Bolivia's UN ambassador Pablo Solon led a lively discussion, with trilingual handouts, on Bolivia's opposition to the US-backed Copenhagen Accord and Cancun Deal. He underlined the dangers of the UN “green economy” plan tied to the US-backed Accord – a carbon trading bubble with polluter offsets denominated in CDM, REDD, PES credits, neither real money nor real action.

Why did Bolivia stand alone against the Cancun deal? Because emission cuts fall woefully short of science-based targets. Current emissions promises (even if met) will lead to 4°C climate change, storm floods, increased deserts and massive glacier melt (in the Andes as well as Himalayas), droughts, the drowning of islands, mass extinctions, climate refugees and food crop loss. 300,000 people now die yearly – natural disasters would increase this to a million yearly. Mainstream media at Cancun largely ignored these facts, in order to proclaim a diplomatic success. Bolivia was portrayed as a deal-breaking maverick.

His stand was supported by many: Brazilians, Kenyans, Germans, Italians and others. I didn't catch all the whispered translations. David Boyd proposed combining with an access-to-energy campaign in the global South (ex: 6 hours of electricity per day in Nigeria). Jose Rico of Via Campesina (France) said REDD was a major issue, and the dangers of Cancun and green-capitalist economy must be emphasized – of which the public remains ignorant, young Americans and Canadians agreed. A major awareness campaign is needed.
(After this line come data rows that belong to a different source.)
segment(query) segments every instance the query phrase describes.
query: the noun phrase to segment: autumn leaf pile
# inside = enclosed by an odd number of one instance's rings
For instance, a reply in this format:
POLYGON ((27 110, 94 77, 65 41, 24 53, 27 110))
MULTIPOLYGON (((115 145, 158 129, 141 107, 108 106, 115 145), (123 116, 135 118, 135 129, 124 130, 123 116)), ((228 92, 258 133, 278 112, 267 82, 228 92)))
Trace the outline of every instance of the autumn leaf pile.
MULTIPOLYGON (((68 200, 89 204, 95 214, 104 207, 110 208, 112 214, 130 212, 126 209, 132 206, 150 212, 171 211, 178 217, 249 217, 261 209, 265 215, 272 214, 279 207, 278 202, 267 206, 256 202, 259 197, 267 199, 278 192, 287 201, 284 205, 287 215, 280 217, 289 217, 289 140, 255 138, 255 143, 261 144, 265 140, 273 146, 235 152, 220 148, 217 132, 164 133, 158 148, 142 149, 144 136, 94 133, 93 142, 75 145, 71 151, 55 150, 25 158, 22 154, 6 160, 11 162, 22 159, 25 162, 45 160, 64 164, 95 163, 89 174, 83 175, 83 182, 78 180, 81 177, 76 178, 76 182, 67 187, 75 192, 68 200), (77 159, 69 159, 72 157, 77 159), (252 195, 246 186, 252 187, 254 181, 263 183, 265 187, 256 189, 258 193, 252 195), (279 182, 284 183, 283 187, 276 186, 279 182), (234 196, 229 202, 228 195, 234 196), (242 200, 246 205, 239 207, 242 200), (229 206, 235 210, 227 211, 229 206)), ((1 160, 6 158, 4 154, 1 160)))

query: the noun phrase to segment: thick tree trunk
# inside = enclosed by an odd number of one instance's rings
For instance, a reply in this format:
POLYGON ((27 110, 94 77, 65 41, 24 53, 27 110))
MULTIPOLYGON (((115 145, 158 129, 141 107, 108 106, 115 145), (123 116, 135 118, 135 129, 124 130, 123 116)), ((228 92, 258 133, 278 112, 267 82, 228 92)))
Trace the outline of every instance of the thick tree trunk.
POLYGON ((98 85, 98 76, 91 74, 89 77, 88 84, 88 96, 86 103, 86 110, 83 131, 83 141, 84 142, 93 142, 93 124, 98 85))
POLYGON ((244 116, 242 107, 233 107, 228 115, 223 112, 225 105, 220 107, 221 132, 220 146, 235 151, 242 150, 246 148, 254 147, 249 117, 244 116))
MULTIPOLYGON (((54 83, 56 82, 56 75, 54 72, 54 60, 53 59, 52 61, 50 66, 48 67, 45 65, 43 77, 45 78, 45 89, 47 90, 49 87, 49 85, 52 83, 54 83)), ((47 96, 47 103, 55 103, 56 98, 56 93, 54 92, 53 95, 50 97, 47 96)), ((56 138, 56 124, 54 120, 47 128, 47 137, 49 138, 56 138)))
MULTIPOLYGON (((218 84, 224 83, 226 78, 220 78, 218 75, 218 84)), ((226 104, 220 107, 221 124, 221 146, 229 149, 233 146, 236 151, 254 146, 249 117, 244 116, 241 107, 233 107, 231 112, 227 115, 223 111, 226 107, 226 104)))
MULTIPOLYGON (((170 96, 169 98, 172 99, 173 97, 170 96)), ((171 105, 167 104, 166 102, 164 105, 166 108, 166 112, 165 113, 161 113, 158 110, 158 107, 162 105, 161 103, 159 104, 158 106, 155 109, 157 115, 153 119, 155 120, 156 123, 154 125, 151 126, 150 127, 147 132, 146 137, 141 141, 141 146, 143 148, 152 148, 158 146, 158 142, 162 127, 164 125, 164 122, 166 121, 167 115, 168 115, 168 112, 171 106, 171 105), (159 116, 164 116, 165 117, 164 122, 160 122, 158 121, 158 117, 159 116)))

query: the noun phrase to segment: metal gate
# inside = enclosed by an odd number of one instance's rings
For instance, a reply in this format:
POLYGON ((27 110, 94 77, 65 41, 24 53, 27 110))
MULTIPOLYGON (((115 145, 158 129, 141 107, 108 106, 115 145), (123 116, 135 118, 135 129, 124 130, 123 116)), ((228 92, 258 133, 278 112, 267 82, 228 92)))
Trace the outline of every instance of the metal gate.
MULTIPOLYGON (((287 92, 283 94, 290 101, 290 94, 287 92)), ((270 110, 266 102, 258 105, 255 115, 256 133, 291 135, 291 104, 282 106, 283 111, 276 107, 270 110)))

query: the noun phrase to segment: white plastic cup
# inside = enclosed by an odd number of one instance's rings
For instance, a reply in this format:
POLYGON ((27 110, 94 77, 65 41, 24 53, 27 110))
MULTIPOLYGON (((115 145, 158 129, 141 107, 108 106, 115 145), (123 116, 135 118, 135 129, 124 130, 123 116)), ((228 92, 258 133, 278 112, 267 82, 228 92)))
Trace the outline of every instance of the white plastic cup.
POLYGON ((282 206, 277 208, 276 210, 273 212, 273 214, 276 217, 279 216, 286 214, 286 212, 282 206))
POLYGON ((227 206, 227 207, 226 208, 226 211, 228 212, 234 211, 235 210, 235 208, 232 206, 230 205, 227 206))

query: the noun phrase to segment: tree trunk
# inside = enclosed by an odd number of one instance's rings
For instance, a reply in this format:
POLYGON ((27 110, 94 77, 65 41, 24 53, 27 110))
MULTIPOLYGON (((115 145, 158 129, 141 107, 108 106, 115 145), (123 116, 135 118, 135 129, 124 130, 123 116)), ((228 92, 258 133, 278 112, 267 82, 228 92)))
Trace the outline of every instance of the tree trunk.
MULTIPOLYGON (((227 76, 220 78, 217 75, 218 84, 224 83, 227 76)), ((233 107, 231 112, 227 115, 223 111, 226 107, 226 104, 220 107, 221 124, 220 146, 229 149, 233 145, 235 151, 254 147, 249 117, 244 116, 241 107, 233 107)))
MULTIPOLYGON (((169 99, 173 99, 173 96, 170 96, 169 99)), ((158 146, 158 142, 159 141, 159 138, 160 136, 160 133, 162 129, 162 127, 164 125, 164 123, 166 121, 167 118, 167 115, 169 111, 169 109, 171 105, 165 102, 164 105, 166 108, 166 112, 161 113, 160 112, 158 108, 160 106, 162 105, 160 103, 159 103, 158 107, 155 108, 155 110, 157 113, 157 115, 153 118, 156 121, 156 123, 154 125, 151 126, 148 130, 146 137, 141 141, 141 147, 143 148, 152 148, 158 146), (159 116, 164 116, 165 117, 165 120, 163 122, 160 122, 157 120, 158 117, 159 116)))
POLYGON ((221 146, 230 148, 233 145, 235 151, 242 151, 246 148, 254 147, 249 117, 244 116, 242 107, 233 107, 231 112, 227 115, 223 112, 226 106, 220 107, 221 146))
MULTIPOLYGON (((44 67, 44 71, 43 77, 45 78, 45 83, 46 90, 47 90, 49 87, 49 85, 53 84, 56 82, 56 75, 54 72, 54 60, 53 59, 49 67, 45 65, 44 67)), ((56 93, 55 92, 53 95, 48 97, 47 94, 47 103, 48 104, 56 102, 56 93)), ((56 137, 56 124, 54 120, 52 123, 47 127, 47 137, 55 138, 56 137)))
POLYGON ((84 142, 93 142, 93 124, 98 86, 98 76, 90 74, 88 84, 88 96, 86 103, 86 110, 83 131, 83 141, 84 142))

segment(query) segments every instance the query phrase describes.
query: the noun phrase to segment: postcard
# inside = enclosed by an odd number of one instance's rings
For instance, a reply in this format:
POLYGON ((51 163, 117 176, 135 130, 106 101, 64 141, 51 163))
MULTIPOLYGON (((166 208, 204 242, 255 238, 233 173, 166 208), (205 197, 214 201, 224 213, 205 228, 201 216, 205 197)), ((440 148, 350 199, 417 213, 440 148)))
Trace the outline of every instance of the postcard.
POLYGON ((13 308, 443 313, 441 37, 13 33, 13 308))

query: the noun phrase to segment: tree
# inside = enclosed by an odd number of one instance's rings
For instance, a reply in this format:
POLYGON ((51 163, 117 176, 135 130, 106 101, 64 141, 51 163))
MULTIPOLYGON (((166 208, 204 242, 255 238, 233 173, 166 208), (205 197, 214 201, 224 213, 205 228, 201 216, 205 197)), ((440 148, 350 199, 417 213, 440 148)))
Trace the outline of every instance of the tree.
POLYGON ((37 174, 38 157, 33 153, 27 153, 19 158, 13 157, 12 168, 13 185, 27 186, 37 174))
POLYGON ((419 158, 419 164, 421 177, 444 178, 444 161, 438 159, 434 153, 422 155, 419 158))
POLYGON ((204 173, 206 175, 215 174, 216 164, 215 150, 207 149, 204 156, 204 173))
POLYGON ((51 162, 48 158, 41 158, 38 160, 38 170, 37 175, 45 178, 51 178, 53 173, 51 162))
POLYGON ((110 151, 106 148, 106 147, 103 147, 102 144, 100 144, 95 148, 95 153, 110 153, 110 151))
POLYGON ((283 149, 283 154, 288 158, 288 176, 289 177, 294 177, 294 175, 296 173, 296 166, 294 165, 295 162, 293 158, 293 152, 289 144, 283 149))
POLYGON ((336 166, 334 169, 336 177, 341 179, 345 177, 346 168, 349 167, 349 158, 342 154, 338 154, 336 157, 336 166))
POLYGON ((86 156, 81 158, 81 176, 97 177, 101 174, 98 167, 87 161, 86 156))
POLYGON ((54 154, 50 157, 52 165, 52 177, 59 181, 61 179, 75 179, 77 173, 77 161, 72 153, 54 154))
Italians also said we must link to local issues.

Tom Goldtooth of IEN spoke of land grabs and impacts on indigenous peoples worldwide. He suggested No REDD - A Reader and his own organization's What is REDD? Silbe Helfrich of the Boell Foundation said its publications on climate equity and the global commons might help. Some were handed out at the Boell workshop. Theologian Alex Zanotelli, with years in Sudan and Kenya, reminded us of the complexity of African issues and focused on the idea of popular referenda to defeat water privatization.

A Senegalese youth sport organizer pointed to the recent disappearance of parks and lakes. Other African delegates spoke of extreme poverty, land & food issues, the weakness of state action, the need to educate youth about climate issues. In Kenya many of the IDP refugees were promised forest land for food and shelter – evicted to make way for nature-conservation schemes of the World Bank and UN. Bolivians too admit contradictions: new highways would threaten valley erosion.

Hervé Crosnier of WF on Science and Democracy is calling on scientists to attend Rio+20. Its life-and-death political decisions must be science-based.

Clearly, a very wide range of civil society groups including churches, unions, women's and human rights groups are willing to help, but much analysis of local needs, careful planning and cultural sensitivity will be needed.